Seçim ve parti tahminleri!
.
Yüksek Seçim Kurulu Başkanı Sadi Güven “seçim güvenliği” için önlemlerin alındığını söyledi.
Güven “Seçimler güvenli, mükerrer seçmen yok, sahte oy kullanımı iddiası yok, bunlar yokken seçim güvenliği üzerine tartışma yapmak doğru değil” diyor. YSK Başkanı’nın kendi görüşüdür ancak şu anda toplumda ve siyasi partilerde bir “seçim güvenliği endişesi” olduğu da biliniyor. Bazı muhalefet partileri ortaklaşa seçim güvenliğini sağlama çalışmaları yürütmeye başladı. Bu arada, önümüzdeki seçimler için diğerlerinden farklı bir başka önemli durum da mevcut.
Evlere sandık
Yeni çıkarılan seçim yasasında seçim sandıklarının sandığa gidemeyecek kadar “hasta veya özürlü vatandaşların evine gönderilmesi” yeterince sorun yaratabilir. Öncelikle, acaba her muhalefet partisi hem sandık başına, hem de evlere gönderecek kadar sayıda sandık görevlisi bulabilecek mi?
Seçim gününe sadece haftalar kaldı. Ak Parti ve MHP’nin bu konuda sıkıntı çekmemesi mümkün ama diğer partilerin şartları aynı değil.
Diğer tarafta, “mühürsüz zarf ve oy pusulaları” da geçerli sayıldığına göre evlere sandık gönderilmesi sırasında o sandık nasıl güvenceye alınacak sorusu da var. Anayasa Mahkemesi kararlarının bile uygulanmadığı bir noktaya gelinmişken, seçim güvenliği konusunda çıkabilecek sorunlara nasıl bir çözüm bulunacağı ise bir başka soru işaretidir.
YSK’nın 16 Nisan Referandumu’nda verdiği “mühürsüz oy” kararının etkisi bu konuların çözümünde bu kurumun alacağı tutumu da güvensiz kılabilir.
Seçim kurulu yok
Bir başka sorun… 100 bin imza ile cumhurbaşkanı adayı olacak olan isimler için vatandaşların “bulundukları ilçenin seçim kuruluna” başvurarak imza atmaları gerekiyor.
Daha sonra bu “alındı” belgesini de ilgili partinin il veya ilçe merkezlerine teslim edecekler. Meral Akşener’in adaylığı için yapılması gereken de bu. Oysa 65 ilde, 202 ilçede seçim kurulu bulunmadığı ortaya çıktı.

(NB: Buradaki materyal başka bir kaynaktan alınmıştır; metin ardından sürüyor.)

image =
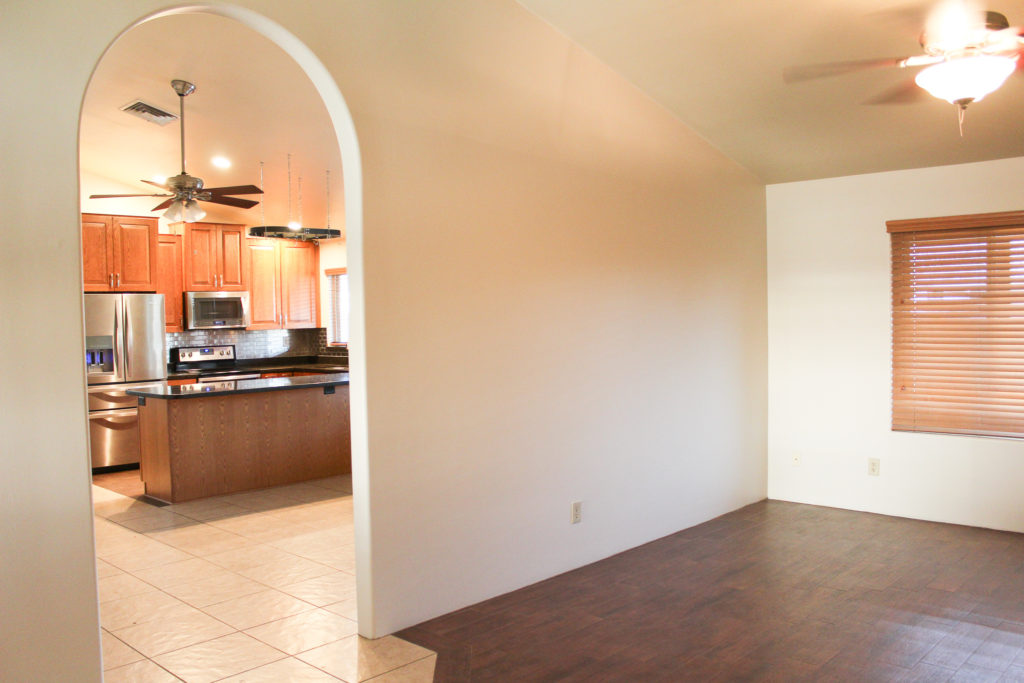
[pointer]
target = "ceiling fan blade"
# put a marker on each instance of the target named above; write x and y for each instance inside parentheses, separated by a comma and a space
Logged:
(906, 92)
(105, 197)
(231, 201)
(810, 72)
(235, 189)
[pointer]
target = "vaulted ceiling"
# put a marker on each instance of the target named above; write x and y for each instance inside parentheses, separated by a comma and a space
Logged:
(719, 66)
(252, 103)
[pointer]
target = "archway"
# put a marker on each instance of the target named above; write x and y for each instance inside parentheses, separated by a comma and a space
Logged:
(347, 143)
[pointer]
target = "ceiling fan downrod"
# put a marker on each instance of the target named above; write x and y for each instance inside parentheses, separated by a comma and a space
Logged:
(183, 88)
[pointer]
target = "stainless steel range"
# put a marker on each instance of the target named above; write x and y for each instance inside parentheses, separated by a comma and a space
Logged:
(210, 364)
(124, 347)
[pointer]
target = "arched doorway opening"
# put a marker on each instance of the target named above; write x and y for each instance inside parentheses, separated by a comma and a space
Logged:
(345, 141)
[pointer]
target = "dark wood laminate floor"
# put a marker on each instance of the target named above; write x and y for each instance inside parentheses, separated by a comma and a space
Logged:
(771, 592)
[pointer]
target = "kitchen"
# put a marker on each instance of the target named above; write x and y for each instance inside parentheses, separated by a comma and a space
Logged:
(216, 357)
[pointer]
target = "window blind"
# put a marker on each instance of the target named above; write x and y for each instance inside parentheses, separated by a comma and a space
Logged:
(338, 330)
(957, 324)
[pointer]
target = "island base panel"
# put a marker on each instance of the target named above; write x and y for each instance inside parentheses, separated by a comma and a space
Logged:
(217, 444)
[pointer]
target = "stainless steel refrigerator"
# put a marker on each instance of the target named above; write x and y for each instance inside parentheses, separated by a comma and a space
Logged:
(124, 347)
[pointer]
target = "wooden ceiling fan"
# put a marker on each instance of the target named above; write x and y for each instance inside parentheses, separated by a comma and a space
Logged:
(184, 189)
(968, 53)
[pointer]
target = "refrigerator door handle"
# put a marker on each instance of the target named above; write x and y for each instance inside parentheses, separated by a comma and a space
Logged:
(119, 342)
(128, 345)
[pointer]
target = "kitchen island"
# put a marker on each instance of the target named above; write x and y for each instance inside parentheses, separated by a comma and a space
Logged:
(222, 437)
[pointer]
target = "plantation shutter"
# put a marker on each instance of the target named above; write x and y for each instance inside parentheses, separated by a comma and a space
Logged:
(338, 328)
(957, 318)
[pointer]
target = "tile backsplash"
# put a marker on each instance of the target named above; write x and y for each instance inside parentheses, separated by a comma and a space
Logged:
(324, 349)
(252, 343)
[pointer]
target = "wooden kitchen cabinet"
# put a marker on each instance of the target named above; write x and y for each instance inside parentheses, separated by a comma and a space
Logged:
(214, 257)
(264, 284)
(119, 253)
(170, 278)
(283, 284)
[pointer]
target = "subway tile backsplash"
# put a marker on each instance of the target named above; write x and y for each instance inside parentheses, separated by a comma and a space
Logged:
(252, 343)
(324, 349)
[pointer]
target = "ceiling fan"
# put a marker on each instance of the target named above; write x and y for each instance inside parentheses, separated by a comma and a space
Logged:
(969, 53)
(186, 190)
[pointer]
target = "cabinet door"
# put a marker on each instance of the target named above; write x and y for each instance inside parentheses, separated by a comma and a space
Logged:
(230, 257)
(97, 253)
(201, 257)
(264, 284)
(135, 254)
(170, 280)
(298, 284)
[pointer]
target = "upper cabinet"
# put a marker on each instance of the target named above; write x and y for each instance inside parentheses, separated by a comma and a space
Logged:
(169, 281)
(264, 284)
(119, 253)
(214, 257)
(283, 284)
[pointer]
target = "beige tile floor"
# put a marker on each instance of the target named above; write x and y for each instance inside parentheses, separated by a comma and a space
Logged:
(251, 587)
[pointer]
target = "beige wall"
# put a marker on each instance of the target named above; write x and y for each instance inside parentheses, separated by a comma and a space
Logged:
(564, 300)
(828, 294)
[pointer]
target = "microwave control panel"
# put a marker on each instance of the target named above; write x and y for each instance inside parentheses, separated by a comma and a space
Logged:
(200, 353)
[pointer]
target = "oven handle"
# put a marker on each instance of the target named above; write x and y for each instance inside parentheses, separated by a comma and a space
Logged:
(225, 378)
(124, 415)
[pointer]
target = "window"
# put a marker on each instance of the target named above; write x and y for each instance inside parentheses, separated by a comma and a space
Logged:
(337, 332)
(957, 316)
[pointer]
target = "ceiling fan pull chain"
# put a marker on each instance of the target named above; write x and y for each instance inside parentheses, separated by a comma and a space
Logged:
(262, 218)
(289, 188)
(328, 185)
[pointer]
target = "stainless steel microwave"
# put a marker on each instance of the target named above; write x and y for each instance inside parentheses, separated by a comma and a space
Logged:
(216, 310)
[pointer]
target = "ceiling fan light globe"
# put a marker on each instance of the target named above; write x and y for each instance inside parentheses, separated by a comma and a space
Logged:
(969, 78)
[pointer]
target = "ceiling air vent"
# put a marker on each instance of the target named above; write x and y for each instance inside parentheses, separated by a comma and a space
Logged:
(150, 113)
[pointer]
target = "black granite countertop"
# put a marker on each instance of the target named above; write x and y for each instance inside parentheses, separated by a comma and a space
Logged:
(280, 365)
(163, 390)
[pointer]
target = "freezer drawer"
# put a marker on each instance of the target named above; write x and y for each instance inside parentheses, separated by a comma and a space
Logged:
(114, 437)
(111, 397)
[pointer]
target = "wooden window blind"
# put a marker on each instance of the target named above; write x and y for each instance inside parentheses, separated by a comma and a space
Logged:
(957, 321)
(338, 328)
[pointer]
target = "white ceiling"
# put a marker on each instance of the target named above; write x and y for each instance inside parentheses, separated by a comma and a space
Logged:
(718, 66)
(252, 102)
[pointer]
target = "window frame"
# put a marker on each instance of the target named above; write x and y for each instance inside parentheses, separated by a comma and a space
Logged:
(954, 328)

Bunlar arasında İstanbul’da Maltepe, Zeytinburnu, İzmir’de Güzelbahçe, Çiğli, Kastamonu, Kars, Kayseri’nin de arasında bulunduğu birçok ilde başka ilçeler var. Böyle bir durum mevcutken geçmiş seçimler nasıl yapılmış o ayrı bir soru.
Ama bu seçimde cumhurbaşkanlığı için imza atacak olanlar “ilgili partinin il merkezi”ne mi gidecekler, bağımsız adaylar ne yapacak, bunların hemen açıklanması gerekiyor. Bu imza süresi 4-9 Mayıs tarihleri arasında olduğuna göre bunları çözecek zaman bile yok.
Amatör tahminler
Ekranlardaki seçim konulu tartışmalar büyük bir ilgiyle izleniyor ancak bu tartışmalarda partilere oy tahminleri yapanların çoğu “sahadan aldığı bilgilere” değil, tamamen kendi tahminine dayanıyor. Yaptıkları tahminler de gayri ciddi görünüyor. “Şu parti bekleneni alamaz, bu parti Güneydoğu’dan oy alamaz, CHP-MHP-AKP denklemi bozulamaz” gibi tahminler önümüzdeki seçimde geçersiz olabilir. Karar verilecek ittifaklar bile tek başına sonuçları çok değiştirebilir, unutmayalım.